It was the summer of 2007 and I was swimming at regionals. Everything was perfect: I was doing what I loved and having fun with my friends. I didn’t even notice the stifling heat of the Silverlake Natatorium in Northern Kentucky because I was so focused on swimming.

Everything that I had been working for that season all came down to this meet. Since I had worked my butt off all season, I swam faster than I had my whole life. Although, there was one event that I had been dreading: the 100 butterfly. I hadn’t swum it in two years and I just about died that time.

Butterfly is an exhausting stroke to swim – just ask any swimmer. To be a flyer, you have to have strong shoulders and a lot of abdominal muscles. You also need to be tough and determined. When you swim butterfly, you cannot give up. You cannot slack and you definitely cannot be a sore loser.

Here comes the moment I had been scared about. I walked up to the starting block with trembling legs and butterflies in my stomach. I saw my friends, at the other end of the pool, waiting for my event to start. I prayed to God for strength and I asked Him to just help me survive this swim.

I must have been shaking like crazy because I heard the timer ask, “Are you nervous?”

“Just a little. I haven’t swum this in about two years and I’ve never swam it in a long course pool,” I replied.

“Don’t worry, you’ll do great. Just do your best. In fact, I think you’ll get the state cut.”

“What? That’s crazy! I have to be at least a minute off.”

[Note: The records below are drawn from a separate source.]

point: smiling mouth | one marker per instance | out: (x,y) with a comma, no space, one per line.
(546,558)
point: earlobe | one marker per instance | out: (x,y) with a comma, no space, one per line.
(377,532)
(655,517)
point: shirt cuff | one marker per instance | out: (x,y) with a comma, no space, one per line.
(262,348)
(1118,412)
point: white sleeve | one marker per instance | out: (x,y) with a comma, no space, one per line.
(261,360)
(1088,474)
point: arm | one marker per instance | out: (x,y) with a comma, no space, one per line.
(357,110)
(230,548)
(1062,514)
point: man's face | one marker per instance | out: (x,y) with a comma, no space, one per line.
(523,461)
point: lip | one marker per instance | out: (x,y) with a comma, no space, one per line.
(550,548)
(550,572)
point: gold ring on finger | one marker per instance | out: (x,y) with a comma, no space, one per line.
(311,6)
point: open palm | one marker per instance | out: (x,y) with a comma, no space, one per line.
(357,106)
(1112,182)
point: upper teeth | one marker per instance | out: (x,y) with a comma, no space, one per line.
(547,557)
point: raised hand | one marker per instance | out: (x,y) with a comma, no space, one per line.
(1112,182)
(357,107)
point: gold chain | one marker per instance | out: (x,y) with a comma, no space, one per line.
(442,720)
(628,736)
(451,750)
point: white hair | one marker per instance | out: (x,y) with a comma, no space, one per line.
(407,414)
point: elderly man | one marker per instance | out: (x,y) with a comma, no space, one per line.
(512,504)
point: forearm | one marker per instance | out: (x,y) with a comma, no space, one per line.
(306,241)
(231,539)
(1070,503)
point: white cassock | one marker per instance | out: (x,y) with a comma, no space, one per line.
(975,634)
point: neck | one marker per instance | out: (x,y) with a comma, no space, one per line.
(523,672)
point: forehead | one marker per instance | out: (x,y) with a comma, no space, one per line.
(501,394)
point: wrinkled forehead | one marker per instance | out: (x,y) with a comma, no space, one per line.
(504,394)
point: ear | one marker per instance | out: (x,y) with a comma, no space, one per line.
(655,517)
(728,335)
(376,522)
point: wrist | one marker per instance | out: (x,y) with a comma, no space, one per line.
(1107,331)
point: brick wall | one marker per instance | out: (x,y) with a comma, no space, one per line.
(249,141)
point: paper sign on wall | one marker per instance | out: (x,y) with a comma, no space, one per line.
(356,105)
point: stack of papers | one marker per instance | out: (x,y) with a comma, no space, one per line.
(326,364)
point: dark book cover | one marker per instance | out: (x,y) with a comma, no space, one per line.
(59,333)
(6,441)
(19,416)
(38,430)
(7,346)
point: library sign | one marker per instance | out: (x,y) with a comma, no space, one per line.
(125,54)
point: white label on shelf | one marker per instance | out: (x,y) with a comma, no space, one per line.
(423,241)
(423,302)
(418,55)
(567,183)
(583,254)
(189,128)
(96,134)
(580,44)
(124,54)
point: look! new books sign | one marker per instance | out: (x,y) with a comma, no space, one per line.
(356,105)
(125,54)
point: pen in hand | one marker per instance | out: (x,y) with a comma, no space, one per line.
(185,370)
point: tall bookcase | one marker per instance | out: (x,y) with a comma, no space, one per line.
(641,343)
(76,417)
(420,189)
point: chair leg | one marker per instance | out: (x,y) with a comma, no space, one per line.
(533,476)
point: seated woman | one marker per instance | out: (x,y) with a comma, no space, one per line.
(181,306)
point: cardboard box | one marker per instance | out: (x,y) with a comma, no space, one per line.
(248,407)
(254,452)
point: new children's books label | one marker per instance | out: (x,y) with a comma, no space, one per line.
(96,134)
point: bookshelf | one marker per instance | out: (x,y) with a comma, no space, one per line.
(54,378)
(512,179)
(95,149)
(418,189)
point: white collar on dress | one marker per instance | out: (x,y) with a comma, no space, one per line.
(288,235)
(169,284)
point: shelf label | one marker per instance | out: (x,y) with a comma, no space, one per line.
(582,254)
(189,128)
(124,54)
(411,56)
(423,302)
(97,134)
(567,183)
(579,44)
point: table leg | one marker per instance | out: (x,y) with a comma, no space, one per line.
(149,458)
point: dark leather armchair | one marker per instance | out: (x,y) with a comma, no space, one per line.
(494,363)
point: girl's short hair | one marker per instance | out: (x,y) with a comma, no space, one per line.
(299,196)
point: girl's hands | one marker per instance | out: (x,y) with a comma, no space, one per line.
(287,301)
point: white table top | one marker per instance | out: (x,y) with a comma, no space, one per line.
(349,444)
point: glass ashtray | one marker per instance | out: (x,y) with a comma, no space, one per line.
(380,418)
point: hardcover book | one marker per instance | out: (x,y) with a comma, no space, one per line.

“Not quite. You have a time of 2.12:08. The state time is 1.40:32.”

“I’m still way off. I won’t get it.”

“You never know. Good luck!”

This timer is really optimistic, I thought.

“Heat two,” the official announced.

Oh gosh, this is my heat. Well, here goes nothing.

“Take your mark.” BEEP!

At that moment, everything in my mind was cleared out except for swimming. I dove in to the pool with an adrenaline rush. As soon as I surfaced, I swung my arms like never before. I was careful not to waste all my energy. As I was fighting my battle through the water, I realized that this was a lot easier than two years ago. Although it was easy, it was still exhausting. I started to get tired but I thought, No. I’m not giving up. I decided, right there in the pool, that I would never, ever be scared of another event.

After turning to my second lap and seeing all my friends cheering for me, I kicked it up a notch. As tired and beat up as I was, no way was I going to back down. I’ve gone this far, I’m going to finish what I started – especially because it comes so natural to me. I reached the half point mark and I swam like there was no tomorrow. My only goal was to reach the wall and be proud. I didn’t care if I lost or if I added a ton of time. All I cared about was that I had done my best.

I finally reached the touchpad and looked around. No one else was at the wall. I thought, Did I really do that bad? Is everyone already out of the pool? I looked at the scoreboard and saw my place: 1st. That didn’t make sense, unless… I looked behind me and everyone was still finishing up! I whipped my head around to look at my time and then I blinked. I looked again… same thing: 1.35:38. My jaw dropped open and I just couldn’t think.

“I told you that you would get it.”

I looked up to see the timer smiling down at me. I grinned back at him and he pulled me out of the pool. I looked around and saw my coach’s face filled with pride. I saw my mom’s friend, Mrs. Morrison, screaming on the phone, talking to my mom. The last thing I saw was my friends’ faces: jaws dropped open and then jumping up on down with happiness. This, I realized, was just the beginning of my swimming career.